Binary Logistic Regression

Introduction

  • We have previously discussed continuous outcomes:

    • y \sim N(\mu, \sigma^2)
    • y \sim \text{gamma}(\mu, \gamma)
    • y \sim \text{beta}(\alpha, \beta)
  • This week, we will consider categorical outcomes:

    • Binary
    • Multinomial

Binary Logistic Regression

  • We model binary outcomes using logistic regression,

\text{logit}(\pi) = \beta_0 + \beta_1 x_1 + ... + \beta_k x_k,

  • where \pi = \text{P}[Y = 1] = the probability of the outcome/event.

    • Recall, \text{logit}() is the log-odds transformation. Here, \text{logit}(\pi) = \ln\left(\frac{\pi}{1-\pi}\right)

Binary Logistic Regression

Logistic curves with varying slopes

Binary Logistic Regression

  • Logistic regression is used specifically for binary response variables that take on two discrete values.

    • These are categorical outcomes typically coded as 0 and 1

    • Examples:

      • Customer churn (stayed vs. left)
      • Course outcome (pass vs. fail)
      • System status (operational vs. down)
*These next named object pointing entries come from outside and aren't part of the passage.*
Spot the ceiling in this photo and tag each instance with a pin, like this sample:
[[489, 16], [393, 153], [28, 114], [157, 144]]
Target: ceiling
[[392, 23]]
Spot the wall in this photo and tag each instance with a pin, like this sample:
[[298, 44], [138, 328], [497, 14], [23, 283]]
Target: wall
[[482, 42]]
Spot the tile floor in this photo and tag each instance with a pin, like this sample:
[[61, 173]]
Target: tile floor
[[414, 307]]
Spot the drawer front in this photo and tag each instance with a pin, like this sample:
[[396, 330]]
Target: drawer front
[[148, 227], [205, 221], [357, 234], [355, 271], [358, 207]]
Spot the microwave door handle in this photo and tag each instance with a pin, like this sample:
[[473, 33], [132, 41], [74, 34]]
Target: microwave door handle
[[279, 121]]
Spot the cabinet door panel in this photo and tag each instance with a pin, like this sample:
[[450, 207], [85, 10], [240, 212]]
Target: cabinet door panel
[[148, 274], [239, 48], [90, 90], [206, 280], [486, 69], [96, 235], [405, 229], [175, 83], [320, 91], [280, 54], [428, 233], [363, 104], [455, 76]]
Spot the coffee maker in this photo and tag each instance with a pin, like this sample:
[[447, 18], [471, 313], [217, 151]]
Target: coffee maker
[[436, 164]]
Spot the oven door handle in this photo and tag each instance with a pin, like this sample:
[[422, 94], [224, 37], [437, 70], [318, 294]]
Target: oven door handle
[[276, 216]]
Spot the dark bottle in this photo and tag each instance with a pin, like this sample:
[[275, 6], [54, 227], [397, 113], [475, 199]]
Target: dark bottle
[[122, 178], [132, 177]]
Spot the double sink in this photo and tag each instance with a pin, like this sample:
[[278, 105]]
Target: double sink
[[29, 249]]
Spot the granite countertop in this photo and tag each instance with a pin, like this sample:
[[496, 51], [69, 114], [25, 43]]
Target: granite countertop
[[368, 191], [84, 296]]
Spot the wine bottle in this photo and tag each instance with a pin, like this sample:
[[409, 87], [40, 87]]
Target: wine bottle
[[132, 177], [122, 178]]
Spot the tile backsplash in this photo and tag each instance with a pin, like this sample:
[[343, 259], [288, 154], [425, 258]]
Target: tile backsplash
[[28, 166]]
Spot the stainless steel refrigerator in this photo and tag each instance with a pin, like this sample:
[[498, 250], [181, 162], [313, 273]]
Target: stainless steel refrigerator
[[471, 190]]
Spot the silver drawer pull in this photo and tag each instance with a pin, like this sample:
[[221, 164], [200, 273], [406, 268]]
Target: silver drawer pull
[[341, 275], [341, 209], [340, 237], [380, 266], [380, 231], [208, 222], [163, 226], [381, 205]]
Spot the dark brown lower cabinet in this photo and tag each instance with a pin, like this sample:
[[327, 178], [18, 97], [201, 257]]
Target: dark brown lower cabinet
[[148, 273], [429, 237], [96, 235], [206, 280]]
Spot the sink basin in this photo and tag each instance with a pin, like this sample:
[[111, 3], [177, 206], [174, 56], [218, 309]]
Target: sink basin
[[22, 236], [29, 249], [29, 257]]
Binary Logistic Regression

  • How is this different than beta regression?

    • Beta regression is used for continuous response variables that represent proportions or probabilities bounded between 0 and 1 (but not including the endpoints).

    • Examples:

      • Proportion of time spent on different activities
      • Percentage of correct answers on a test
      • Proportion of land covered by vegetation

Binomial Distribution

  • The Binomial distribution is a discrete probability distribution defined for the set \{0, ..., n\}.

    • The distribution gives the probability of observing a certain number of successes in n independent Bernoulli trials.
  • The Binomial distribution is characterized by \pi = P[Y = 1], the probability of success, and n, the number of trials (sample size).

    • As n increases, the distribution becomes more spread out.

    • Varying \pi changes the shape of the distribution.

      • When \pi is close to 0 or 1, the distribution is skewed.

      • When \pi is around 0.5, the distribution is more symmetric.

Binomial Distribution

  • Same n, varying \pi:
Plots of binomial distribution with n=10 and varying pi

Binomial Distribution

  • Same \pi, varying n:
Plots of binomial distribution with pi = 0.5 and varying n

Data Management

  • Binary outcomes are typically coded as 0/1.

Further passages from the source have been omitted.